Taveras with NY Mayor Bloomberg, who we're guessing is not taking her calls right now
At first, it's hard to know who to root for in this contest between two businesses based on weaseling money out of stupid people. But then you remember the casinos have a buffet.
In a case sure to make every professional involved question their lives, profession and the state of the human race, two Honolulu kids have escalated a playground squabble to full courtroom status.
It all started when, after a game, soccer pro David Beckham signed and handed his jersey to a pair of friends, ages 9 and 10, neither of whom wanted to let go of it. A dispute that should have been resolved by upper body strength, a ripped jersey and an important moral lesson about sharing, turned legal when the parents brought in lawyers to decide exactly which kid grabbed the jersey first.
Judge Dredd, where are you and your humorous ability to punch through civilian heads when we need you?
When a nine-year old comes home complaining about not getting an autograph from their football hero and the parents hit "SPEED DIAL-LAWYER," any functional legal system would immediately deport both kids and parents to another country, preferably one without quite enough food.
Adam Reposa, an Austin lawyer who apparently cleared the bar late one night while nobody was watching, made the sarcastic "jerking off" hand gesture to a judge in court. The judge in turn made the "take this man to jail" gesture to the bailiff, thereby winning this particularly high-stakes version of rock-paper-scissors.
The lesson? Don't piss off judges. And if that has to be explained to you and you're not Ralph Macchio's cousin Vinny, than maybe you should think about a career other than "lawyer." In the real world being sent to jail takes a while--you need police and, for long sentences, court proceedings. When you're already in those damn court proceedings, the guys are standing right there. Hell, they probably get paid extra. It makes it a lot harder to get away with shit.
We refrained from animating this
Worse, he was only representing a DWI client at the time. When you're dealing with somebody else's traffic offenses and you manage to get yourself jailed, you might just be the worst lawyer in the entire world. That's like a pyromaniac becoming a firefighter.
Mary Wolski was firefighter! Mary set house on fire! Now, Mary not firefighter.

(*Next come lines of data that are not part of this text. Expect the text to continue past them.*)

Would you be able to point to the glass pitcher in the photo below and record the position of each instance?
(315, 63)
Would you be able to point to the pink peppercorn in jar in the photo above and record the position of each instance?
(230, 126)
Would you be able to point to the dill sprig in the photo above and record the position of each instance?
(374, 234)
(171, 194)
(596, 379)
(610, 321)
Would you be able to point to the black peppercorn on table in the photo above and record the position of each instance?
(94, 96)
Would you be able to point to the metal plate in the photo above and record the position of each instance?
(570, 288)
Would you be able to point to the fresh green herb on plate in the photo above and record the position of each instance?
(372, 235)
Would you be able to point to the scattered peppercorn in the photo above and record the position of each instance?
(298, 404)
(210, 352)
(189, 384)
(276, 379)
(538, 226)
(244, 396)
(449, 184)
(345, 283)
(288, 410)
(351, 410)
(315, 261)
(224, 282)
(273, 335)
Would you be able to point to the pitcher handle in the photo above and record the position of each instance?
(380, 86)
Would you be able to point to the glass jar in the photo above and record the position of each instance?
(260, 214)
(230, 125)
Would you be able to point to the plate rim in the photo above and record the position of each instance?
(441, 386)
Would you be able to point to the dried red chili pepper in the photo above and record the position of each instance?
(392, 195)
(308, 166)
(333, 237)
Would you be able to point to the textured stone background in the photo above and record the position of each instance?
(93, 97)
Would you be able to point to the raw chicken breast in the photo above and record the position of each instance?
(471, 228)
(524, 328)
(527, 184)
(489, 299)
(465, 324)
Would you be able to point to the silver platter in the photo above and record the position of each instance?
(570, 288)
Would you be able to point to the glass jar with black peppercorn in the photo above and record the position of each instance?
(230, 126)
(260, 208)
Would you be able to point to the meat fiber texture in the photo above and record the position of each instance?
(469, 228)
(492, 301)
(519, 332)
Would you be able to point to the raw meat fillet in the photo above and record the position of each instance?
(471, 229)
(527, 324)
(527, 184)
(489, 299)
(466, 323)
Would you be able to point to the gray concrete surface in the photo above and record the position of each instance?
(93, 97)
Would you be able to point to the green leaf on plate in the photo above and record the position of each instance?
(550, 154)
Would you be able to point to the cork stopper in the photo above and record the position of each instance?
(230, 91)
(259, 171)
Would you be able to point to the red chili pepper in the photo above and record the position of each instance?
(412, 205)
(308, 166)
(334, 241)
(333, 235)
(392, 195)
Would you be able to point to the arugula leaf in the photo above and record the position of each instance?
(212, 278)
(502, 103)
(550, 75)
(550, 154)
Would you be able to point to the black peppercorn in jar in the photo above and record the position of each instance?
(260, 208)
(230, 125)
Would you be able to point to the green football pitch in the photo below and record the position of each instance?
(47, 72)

This story, which could not be simpler if it was printed on chewable pages with thick-lined drawings, still leaves enough of a sliver of gray area for the legal system to play with. Wolksi's attorney is arguing that even though she admitted she burned down her father's house, she should have her job back and to deny it to her would be discrimination.
We have only one question: How did this lawyer escape from Gotham, and who's representing the Arkham Asylum inmates in his absence? Discrimination is not automatically bad. For example, discriminating against firefighters who set houses on fire. That's some pretty damn good discrimination there. She would have better luck appealing that, in a purely literal sense, she was obeying the job description of "fireman."
Wolski tries to drum up some business
The appeal forced the Civil Service Commission to actually write down, on real paper, the phrase "The act of establishing a fire in a residence is wholly incompatible with the role of the fire fighter" which makes you wonder if a system that has to put that into writing at all has any chance of survival.